Carson Brown Strong (born September 14, 1999) is an American former football quarterback. He was signed as an undrafted free agent by the Philadelphia Eagles in 2022, and was also a member of the Arizona Cardinals and Michigan Panthers. He played college football at Nevada.

==Early life==
Strong was born on September 14, 1999, in Vacaville, California. He later attended Will C. Wood High School, where he passed for 2,732 yards and 26 touchdowns as a junior. He did not play his senior season due to a knee injury. In June 2017, Strong announced his commitment to play college football at the University of Nevada, Reno. Nevada was Strong's only FBS offer despite being a three-star recruit.

==College career==
Strong made his debut at Nevada against Portland State in August 2018, where he rushed for 4 yards in the 72–19 win. He redshirted his first year at Nevada. Strong was named the starting quarterback for the 2019 season. In 10 starts, he completed 237 of 374 passes for 2,335 yards with 11 touchdowns and seven interceptions.

He returned as a starter in 2020. Despite a shortened season due to the COVID-19 pandemic, Strong and the Wolf Pack finished with a 7–2 record and won against Tulane in the 2020 Famous Idaho Potato Bowl. Strong started 9 games that season, completing 249 of 355 passes for 2,858 yards, 27 touchdowns and 4 interceptions, winning the Mountain West Conference Offensive Player of the Year award.

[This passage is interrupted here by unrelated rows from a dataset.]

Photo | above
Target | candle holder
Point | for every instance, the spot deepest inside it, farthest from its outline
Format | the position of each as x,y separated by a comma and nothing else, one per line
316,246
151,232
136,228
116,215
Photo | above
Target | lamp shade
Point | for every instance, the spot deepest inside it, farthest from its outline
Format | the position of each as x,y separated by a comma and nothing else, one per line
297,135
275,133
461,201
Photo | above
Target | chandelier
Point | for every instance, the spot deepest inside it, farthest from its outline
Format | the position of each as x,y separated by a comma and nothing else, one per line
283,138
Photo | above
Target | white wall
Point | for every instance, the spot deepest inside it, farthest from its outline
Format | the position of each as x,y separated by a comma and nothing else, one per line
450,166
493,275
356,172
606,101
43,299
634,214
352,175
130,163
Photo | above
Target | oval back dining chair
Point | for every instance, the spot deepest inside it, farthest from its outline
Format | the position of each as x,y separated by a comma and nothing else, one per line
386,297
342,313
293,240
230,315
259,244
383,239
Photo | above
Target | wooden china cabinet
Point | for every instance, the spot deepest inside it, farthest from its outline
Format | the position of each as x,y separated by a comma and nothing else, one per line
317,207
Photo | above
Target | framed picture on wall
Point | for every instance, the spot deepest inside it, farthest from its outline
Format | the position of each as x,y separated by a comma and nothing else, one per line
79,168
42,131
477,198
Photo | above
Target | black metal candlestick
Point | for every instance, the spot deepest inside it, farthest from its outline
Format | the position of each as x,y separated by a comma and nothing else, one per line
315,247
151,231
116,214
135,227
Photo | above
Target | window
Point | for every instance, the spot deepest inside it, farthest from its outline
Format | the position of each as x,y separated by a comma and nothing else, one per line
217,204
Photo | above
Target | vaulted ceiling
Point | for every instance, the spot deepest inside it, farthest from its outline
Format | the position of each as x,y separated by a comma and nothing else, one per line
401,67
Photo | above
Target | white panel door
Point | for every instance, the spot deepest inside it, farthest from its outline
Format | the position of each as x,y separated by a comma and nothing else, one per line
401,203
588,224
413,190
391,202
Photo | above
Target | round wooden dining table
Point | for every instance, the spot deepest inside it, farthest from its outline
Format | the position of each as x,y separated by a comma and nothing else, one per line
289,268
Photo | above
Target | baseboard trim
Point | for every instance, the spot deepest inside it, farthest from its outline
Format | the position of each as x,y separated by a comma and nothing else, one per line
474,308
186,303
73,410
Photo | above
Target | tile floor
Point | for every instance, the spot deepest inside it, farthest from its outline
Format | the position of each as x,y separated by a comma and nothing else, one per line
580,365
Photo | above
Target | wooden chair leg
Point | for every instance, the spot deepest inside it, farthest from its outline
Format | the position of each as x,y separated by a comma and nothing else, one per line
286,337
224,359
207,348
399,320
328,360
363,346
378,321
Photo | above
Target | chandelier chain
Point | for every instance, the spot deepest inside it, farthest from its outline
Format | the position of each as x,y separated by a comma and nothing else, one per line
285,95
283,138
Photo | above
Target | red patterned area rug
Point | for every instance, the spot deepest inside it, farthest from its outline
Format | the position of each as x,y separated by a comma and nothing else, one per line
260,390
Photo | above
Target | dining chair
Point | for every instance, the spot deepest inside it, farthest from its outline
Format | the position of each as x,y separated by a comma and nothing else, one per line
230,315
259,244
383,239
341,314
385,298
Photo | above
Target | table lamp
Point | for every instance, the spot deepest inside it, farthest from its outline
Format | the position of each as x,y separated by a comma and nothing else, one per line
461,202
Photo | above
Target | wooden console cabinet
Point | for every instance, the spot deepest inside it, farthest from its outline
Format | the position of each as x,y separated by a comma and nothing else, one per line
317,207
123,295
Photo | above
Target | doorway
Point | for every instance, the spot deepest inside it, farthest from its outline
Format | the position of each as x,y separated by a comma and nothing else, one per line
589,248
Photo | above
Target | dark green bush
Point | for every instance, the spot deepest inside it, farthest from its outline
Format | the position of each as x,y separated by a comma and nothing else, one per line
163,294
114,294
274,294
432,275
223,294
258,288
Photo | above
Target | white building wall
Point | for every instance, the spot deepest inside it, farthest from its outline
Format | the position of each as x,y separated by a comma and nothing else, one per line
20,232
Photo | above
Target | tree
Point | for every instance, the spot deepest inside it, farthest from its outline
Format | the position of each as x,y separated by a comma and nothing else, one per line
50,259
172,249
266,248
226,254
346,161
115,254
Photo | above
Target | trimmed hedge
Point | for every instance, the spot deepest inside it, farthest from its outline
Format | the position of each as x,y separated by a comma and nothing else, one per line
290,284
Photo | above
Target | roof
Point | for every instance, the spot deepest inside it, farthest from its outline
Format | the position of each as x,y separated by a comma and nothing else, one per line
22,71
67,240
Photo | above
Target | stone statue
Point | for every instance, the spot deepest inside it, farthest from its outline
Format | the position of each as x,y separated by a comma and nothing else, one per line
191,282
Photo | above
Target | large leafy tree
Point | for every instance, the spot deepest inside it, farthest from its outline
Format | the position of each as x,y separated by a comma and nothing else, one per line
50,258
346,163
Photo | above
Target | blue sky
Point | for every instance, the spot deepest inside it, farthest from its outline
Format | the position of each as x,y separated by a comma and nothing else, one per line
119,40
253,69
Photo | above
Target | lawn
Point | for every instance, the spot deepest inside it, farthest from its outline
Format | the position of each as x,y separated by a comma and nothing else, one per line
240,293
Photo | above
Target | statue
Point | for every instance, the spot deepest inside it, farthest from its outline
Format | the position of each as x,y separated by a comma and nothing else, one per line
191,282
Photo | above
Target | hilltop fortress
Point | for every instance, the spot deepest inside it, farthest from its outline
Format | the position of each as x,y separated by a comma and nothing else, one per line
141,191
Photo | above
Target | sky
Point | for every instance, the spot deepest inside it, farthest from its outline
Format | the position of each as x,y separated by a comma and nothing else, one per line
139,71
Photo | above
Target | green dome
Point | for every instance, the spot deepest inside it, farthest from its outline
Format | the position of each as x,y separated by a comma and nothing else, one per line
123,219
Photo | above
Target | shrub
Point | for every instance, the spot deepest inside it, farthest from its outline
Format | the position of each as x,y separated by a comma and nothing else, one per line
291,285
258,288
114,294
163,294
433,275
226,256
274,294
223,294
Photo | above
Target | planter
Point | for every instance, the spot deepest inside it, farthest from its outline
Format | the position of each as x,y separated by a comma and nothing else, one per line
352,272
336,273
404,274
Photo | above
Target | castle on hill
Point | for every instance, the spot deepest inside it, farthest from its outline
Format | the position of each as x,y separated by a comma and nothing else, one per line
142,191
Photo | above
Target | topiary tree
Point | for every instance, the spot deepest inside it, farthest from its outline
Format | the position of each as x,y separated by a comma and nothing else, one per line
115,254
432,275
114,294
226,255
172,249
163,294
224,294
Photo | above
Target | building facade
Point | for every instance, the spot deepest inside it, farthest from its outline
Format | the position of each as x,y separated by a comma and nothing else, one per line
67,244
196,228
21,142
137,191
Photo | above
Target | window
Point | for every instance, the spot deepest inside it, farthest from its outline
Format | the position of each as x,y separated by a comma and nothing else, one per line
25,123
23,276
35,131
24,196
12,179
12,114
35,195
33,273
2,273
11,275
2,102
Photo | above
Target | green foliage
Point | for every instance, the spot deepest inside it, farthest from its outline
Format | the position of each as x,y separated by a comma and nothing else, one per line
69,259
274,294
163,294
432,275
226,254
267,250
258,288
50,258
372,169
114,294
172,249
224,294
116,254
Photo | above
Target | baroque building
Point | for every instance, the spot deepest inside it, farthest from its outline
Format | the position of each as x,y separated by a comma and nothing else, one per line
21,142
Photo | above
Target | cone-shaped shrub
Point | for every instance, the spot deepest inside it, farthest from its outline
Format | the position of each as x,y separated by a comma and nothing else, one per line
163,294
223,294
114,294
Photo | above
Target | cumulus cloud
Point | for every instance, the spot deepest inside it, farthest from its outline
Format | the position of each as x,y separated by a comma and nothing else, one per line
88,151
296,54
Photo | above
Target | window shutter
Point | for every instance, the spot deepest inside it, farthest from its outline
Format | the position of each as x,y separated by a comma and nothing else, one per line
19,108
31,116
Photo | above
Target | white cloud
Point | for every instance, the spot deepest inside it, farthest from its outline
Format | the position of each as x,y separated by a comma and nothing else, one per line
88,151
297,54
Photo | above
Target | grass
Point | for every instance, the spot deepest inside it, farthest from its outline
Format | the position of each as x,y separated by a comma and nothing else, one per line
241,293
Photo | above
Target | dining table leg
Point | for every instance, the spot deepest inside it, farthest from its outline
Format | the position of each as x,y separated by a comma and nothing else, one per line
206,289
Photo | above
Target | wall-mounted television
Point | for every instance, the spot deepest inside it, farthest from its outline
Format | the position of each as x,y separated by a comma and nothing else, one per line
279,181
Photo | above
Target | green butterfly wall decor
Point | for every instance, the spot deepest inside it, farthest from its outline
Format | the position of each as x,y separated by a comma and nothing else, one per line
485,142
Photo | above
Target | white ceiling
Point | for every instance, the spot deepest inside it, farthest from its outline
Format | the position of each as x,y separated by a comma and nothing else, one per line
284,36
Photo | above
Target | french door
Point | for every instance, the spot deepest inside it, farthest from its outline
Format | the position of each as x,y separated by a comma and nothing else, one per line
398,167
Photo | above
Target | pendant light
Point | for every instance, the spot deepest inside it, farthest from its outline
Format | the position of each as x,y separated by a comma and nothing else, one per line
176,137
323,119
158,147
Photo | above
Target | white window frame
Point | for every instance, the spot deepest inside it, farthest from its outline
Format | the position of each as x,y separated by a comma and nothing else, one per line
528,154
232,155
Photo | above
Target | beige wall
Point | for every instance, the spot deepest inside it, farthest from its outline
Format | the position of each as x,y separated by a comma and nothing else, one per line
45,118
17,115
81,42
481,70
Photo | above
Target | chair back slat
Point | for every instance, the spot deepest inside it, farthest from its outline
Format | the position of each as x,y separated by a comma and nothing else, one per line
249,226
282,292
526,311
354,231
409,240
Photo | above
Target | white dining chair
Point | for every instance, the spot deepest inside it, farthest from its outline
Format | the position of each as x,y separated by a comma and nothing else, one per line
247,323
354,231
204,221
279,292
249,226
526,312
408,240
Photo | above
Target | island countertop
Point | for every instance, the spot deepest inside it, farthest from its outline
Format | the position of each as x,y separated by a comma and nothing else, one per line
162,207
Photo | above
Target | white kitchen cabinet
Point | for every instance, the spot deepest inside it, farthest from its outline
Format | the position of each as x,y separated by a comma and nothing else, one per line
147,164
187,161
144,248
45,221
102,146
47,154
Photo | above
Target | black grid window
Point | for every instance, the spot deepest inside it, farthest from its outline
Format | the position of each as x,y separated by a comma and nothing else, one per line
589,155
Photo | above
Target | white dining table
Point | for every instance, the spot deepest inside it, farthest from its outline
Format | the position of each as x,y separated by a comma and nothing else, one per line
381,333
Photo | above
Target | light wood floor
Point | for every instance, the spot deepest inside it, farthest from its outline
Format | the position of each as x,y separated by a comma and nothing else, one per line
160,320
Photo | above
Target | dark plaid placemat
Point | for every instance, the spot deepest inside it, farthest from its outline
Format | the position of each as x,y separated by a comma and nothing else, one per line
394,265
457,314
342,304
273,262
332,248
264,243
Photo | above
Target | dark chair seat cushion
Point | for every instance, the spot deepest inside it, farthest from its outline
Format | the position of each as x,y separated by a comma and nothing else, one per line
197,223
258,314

In 2021, Strong led the Wolf Pack to an 8–4 record in his best season at Nevada. Strong completed 366 of 522 passes for 4,175 passing yards, 36 touchdowns and 8 interceptions, winning the Mountain West Offensive Player of the Year award again and becoming the fifth player in conference history to win the award in back-to-back years. On December 14, 2021, Strong announced his intention to opt-out of the 2021 Quick Lane Bowl and to declare for the 2022 NFL draft.

==Professional career==

Pre-draft measurables
| Height | Weight | Arm length | Hand span | Wingspan | Wonderlic |
| 6 ft 3+3⁄8 in (1.91 m) | 226 lb (103 kg) | 32 in (0.81 m) | 9+1⁄8 in (0.23 m) | 6 ft 4 in (1.93 m) | 22 |
All values from NFL Combine

===Philadelphia Eagles===
On April 30, 2022, Strong signed an undrafted free-agent deal with the Philadelphia Eagles. It included a $20,000 signing bonus and $300,000 base guarantee. He was released on August 30.

===Arizona Cardinals===
On December 13, 2022, Strong was signed to the practice squad of the Arizona Cardinals. He was released one week later.

=== Michigan Panthers ===
On March 19, 2023, Strong signed with the Michigan Panthers of the United States Football League (USFL). He was placed on injured reserve on May 16, 2023. He was not part of the roster after the 2024 UFL dispersal draft on January 15, 2024, and was waived on January 29. Two days later, Strong announced his retirement from playing, citing recurrent knee issues.

==Career statistics==

===USFL===

| Year | Team | Games |  | Passing |  |  |  |  |  |  |  |
| GP | GS | Cmp | Att | Pct | Yds | Y/A | TD | Int | Rtg |
| 2023 | MICH | 4 | 0 | 31 | 49 | 63.3 | 266 | 5.4 | 1 | 2 | 67.2 |

===College===

| Season | Games |  |  | Passing |  |  |  |  |  |  | Rushing |  |  |  |
| GP | GS | Record | Cmp | Att | Pct | Yds | TD | Int | Rtg | Att | Yds | Avg | TD |
| 2018 | 1 | 0 | — | 0 | 0 | 0.0 | 0 | 0 | 0 | 0.0 | 1 | 4 | 4.0 | 0 |
| 2019 | 10 | 9 | 5–4 | 237 | 374 | 63.4 | 2,335 | 11 | 7 | 121.8 | 54 | 6 | 0.9 | 0 |
| 2020 | 9 | 9 | 7–2 | 249 | 355 | 70.1 | 2,858 | 27 | 4 | 160.6 | 33 | 95 | 2.9 | 0 |
| 2021 | 12 | 12 | 8–4 | 366 | 523 | 70.0 | 4,175 | 36 | 8 | 156.8 | 51 | 208 | 4.1 | 0 |
| Career | 32 | 30 | 20–10 | 853 | 1,253 | 68.1 | 9,379 | 74 | 19 | 147.5 | 139 | 305 | 2.2 | 0 |

==Coaching career==
On July 21, 2023, Strong joined Colorado State University's coaching staff under Jay Norvell as a volunteer assistant.

A week after starting at Colorado State, Strong joined his alma mater Nevada's coaching staff as an assistant coach.